L' entreprise du ministère consiste en substance à inclure dans un texte de décret globalement anodin même s'il est largement irréaliste au vu de la situation actuelle, un paragraphe interdisant aux Associations qui, en règle générale, gèrent les enseignants professant en langues étrangères de ces lycées, de continuer à le faire. C'est le cas de l'association S.I.S., qui gère les enseignants des sections internationales des lycée et collège de Sèvres et du collège de Chaville.
Or, la plupart des enseignants Européens ou Américains des sections internationales (US et Canada) ne sont absolument pas prêts, pour de nombreuses raisons (niveau des salaires, contraintes administratives, compatibilité avec leurs cadres d'origine, style d'enseignement etc.) à se placer dès la rentrée 2007 sous le joug du système national.

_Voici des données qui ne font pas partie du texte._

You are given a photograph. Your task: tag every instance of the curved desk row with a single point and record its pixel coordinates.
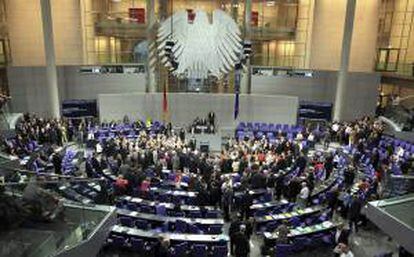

Dès lors Ils risquent de vouloir faire autre chose ou de partir, provoquant l'effondrement des sections.
Il n'est pas certain que ce soit là le véritable but recherché par les promoteurs du projet de décret, même si des cabales contre les lycées à sections internationales, nourries par des points de vues biaisés ou le manque d'information, se forment régulièrement. La conséquence de l'éventuelle prise d'un tel décret en l'état serait par contre quasi certaine et nuirait considérablement à une institution des plus utiles et bonne pour l' Education Nationale qui, placée dans une situation effective de concurrence, doit faire valoir sa qualité et non pratiquer un regrettable mélange d'inertie et de précipitation.
Il convient donc de donner au système le temps d'évoluer, logiquement vers une combinaison des solutions 2) et 3) et d'éviter toute mesure intempestive dans le traitement d'une situation depuis longtemps prévisible. Respectons le travail des proviseurs, des personnels enseignants ou non et l'effort des familles des établissements à sections, sans oublier le dévouement des opérateurs associatifs. Agissons auprès du Ministre pour qu'il ne signe pas le texte dans sa forme actuelle mais demande à ses services d'oeuvrer rapidement aux solutions concrètes telles qu'évoquées ci-dessus ainsi qu'à une solution transitoire permettant aux enseignants actuels de continuer leur travail et aux jeunes d'étudier en toute quiétude.